The elated actor who couldn’t withhold his joy took to his Instagram account on Thursday and thanked fans for the achievement.
It reads, “This is a post that I’m humbled and honored to make right now,” he said. “Currently, ‘Aladdin’ has surpassed ‘Independence Day’ as the highest-grossing film of my entire career. And to be in this game as long as I have been and to have my biggest movie at this point in my career, I just want to simply say thank you.”
According to a series of reports published on Sunday, the Disney live-action film made $874.2 million globally, compared to “Independence Day,” which is estimated around $817.4 million.
However, in the United States, the move numbers backslid for “Independence Day,” which made $306.2 million. Meanwhile, “Aladdin” pulled in $305.9 million domestically. To date, Smith’s highest-earning film in the U.S. is 2016’s “Suicide Squad” at $325.1 million.
Currently, the five countries where “Aladdin” grossed the most include the UK at $42.8 million, Korea at $60.2 million, Mexico at $32.1 million, Japan at $66.6 million and China at $53.3 million.
After the actor appreciated his fans, they replied in large numbers.
“You more than deserve it!
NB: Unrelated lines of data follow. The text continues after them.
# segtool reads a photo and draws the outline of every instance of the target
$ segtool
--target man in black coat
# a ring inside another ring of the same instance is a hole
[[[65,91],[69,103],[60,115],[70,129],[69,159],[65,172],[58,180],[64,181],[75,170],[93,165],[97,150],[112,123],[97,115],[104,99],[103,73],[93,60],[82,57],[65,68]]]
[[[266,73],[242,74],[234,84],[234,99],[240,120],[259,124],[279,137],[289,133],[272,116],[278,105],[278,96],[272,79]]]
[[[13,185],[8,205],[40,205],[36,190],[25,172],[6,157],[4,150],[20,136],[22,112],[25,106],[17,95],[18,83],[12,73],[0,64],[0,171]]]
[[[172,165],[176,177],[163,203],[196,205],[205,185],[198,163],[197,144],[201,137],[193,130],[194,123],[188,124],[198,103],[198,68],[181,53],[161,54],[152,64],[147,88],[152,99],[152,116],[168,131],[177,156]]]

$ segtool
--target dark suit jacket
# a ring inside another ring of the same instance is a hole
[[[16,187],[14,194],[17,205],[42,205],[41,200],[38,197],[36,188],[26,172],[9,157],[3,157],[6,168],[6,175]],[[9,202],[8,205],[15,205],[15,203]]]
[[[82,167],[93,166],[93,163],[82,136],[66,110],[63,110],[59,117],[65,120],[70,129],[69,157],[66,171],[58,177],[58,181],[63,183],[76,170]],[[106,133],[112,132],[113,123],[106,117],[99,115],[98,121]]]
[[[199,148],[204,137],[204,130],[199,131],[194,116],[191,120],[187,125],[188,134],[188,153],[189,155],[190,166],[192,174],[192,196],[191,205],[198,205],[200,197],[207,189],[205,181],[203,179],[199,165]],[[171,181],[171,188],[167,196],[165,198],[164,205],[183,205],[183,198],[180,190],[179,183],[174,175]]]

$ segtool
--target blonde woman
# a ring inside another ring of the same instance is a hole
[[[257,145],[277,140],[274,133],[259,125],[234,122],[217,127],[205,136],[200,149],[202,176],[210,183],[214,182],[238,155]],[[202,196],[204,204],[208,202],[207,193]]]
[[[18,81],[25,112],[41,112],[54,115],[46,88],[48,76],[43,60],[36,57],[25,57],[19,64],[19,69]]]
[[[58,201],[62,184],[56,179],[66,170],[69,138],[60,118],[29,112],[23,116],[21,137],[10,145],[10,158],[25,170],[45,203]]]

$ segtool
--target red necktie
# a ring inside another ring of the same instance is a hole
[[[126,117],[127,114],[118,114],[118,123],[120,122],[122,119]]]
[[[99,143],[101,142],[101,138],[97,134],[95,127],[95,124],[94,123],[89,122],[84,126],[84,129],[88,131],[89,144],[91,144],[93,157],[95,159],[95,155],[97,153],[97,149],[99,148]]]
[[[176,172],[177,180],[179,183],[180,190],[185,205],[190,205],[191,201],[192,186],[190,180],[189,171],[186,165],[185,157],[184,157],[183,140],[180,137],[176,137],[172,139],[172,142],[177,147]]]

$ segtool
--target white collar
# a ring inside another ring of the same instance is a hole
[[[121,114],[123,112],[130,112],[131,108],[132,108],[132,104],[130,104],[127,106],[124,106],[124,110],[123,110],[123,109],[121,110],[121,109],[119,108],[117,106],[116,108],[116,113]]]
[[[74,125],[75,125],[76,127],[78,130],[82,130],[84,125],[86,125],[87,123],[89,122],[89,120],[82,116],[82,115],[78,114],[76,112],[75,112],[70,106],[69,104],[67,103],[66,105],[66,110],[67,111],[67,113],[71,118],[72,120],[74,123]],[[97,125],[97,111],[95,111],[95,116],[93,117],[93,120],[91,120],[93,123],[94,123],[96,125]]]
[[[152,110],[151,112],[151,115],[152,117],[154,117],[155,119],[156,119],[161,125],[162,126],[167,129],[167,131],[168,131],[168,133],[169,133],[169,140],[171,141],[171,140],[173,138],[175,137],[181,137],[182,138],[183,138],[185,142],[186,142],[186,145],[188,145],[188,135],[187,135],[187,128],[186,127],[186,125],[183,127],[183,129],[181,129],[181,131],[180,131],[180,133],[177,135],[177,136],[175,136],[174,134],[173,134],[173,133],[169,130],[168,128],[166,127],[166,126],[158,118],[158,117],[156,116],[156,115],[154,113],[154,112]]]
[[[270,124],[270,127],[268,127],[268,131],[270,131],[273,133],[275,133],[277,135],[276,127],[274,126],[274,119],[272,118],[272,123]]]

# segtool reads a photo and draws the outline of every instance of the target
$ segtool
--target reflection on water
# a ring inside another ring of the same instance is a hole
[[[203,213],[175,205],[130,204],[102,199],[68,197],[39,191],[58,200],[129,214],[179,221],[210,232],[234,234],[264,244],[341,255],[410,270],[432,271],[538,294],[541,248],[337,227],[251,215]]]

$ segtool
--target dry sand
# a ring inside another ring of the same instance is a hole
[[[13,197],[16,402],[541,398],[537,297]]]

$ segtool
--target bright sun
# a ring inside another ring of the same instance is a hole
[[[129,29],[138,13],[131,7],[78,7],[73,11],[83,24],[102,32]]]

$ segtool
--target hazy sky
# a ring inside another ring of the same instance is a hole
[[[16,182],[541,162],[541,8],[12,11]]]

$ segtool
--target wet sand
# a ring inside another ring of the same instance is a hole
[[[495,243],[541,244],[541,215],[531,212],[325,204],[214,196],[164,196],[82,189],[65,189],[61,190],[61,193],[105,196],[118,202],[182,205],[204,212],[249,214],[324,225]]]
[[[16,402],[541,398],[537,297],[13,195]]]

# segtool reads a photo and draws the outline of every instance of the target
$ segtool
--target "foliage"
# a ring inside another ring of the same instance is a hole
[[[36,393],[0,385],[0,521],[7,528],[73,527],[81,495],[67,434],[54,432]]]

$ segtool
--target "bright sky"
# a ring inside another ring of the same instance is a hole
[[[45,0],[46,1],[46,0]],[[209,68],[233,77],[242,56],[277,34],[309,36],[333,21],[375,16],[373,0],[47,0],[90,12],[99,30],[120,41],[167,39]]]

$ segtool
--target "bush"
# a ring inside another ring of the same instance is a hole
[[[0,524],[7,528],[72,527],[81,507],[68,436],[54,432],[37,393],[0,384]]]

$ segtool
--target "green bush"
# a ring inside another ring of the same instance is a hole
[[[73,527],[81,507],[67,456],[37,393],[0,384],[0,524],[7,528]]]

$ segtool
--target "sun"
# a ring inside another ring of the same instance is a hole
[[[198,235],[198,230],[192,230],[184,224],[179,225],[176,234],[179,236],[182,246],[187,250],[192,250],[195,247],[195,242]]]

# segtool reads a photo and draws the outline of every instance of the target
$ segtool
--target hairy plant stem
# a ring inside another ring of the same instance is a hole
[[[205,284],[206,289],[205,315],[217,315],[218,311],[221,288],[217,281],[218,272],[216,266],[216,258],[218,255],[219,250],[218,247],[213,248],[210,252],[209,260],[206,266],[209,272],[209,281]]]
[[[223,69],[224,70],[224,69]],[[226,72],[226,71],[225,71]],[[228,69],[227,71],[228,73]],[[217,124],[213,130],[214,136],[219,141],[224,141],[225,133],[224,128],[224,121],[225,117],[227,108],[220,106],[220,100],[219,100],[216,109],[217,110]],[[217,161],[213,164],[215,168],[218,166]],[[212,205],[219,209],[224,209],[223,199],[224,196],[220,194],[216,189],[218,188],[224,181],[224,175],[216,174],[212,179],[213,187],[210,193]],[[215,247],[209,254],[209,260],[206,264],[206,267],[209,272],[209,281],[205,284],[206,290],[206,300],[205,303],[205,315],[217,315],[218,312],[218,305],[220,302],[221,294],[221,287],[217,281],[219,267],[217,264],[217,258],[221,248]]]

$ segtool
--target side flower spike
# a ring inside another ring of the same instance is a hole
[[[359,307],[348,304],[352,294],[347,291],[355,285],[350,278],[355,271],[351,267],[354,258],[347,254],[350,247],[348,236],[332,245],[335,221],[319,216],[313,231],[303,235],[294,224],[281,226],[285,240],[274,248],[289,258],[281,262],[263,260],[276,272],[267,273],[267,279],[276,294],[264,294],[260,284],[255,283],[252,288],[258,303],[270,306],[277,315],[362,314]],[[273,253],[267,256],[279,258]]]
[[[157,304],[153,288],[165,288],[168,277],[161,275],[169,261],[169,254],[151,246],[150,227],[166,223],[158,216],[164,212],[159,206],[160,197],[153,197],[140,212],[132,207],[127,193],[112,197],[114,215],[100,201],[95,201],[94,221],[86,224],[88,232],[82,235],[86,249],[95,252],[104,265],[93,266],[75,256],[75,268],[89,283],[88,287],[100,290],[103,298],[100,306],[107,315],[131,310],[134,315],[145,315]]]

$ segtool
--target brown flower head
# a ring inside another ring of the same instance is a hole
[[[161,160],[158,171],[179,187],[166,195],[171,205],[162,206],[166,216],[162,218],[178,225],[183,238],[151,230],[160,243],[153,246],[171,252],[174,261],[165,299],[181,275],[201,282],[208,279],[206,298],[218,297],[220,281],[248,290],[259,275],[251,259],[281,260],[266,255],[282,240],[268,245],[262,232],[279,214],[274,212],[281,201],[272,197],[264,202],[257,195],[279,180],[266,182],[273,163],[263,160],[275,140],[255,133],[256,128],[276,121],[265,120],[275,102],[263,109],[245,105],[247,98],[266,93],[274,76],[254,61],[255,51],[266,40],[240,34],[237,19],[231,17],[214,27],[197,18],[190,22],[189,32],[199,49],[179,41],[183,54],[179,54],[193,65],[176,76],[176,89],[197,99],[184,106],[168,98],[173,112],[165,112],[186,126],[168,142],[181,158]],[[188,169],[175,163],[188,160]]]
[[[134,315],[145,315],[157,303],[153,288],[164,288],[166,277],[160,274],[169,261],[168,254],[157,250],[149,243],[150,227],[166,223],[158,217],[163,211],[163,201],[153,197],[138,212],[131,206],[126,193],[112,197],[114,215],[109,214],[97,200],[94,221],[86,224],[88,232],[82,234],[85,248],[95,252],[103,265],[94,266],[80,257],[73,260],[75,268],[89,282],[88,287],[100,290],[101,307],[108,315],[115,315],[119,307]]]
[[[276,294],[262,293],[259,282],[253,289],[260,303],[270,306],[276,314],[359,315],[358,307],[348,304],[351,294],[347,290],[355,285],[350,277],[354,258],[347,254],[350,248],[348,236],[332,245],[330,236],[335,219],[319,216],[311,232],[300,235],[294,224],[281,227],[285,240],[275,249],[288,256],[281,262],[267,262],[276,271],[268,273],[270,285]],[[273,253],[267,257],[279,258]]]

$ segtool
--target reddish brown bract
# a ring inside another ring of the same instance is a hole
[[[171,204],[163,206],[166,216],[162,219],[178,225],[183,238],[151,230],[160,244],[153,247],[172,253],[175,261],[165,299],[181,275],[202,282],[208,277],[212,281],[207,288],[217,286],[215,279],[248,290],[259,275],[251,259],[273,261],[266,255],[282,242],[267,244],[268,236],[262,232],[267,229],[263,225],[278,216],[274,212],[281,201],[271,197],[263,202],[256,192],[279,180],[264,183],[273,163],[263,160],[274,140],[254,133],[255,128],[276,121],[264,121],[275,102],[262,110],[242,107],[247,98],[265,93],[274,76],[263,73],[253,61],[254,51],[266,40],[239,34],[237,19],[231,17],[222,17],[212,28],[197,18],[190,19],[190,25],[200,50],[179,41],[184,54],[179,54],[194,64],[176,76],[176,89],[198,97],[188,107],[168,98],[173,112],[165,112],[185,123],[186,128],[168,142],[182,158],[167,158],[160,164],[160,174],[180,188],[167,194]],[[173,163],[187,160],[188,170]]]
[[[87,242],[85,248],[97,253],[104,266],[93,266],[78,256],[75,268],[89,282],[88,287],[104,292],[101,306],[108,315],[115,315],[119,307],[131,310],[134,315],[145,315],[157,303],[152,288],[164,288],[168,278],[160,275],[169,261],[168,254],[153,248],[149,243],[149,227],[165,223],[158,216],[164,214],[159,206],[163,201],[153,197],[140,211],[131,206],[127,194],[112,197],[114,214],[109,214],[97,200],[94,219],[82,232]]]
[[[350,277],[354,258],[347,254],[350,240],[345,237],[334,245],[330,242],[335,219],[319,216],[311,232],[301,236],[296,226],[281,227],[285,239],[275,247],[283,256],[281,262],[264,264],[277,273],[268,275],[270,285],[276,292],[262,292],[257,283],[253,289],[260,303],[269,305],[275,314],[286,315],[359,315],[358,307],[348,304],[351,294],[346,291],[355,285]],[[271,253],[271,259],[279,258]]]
You’re one of the best!!! Love all your movies!!” someone replied the post on IG.
Another person commented “It was a great movie; I saw it twice in theaters!! Probably my favorite live-action remake of Disney so far.”
Of course, those remarks were far different from what many had said prior to last year when Smith’s was seen as Genie on the cover of Entertainment Weekly. Some clowned him for the character’s hairdo and others for his costume.
The latest version – which is an adaptation of an animated 1992 release – screened in the U.S. on May 24. And on the weekend ending June 30, “Aladdin” took the No. 4 position behind the films Toy Story 4,” “Annabelle Comes Home,” and “Yesterday.”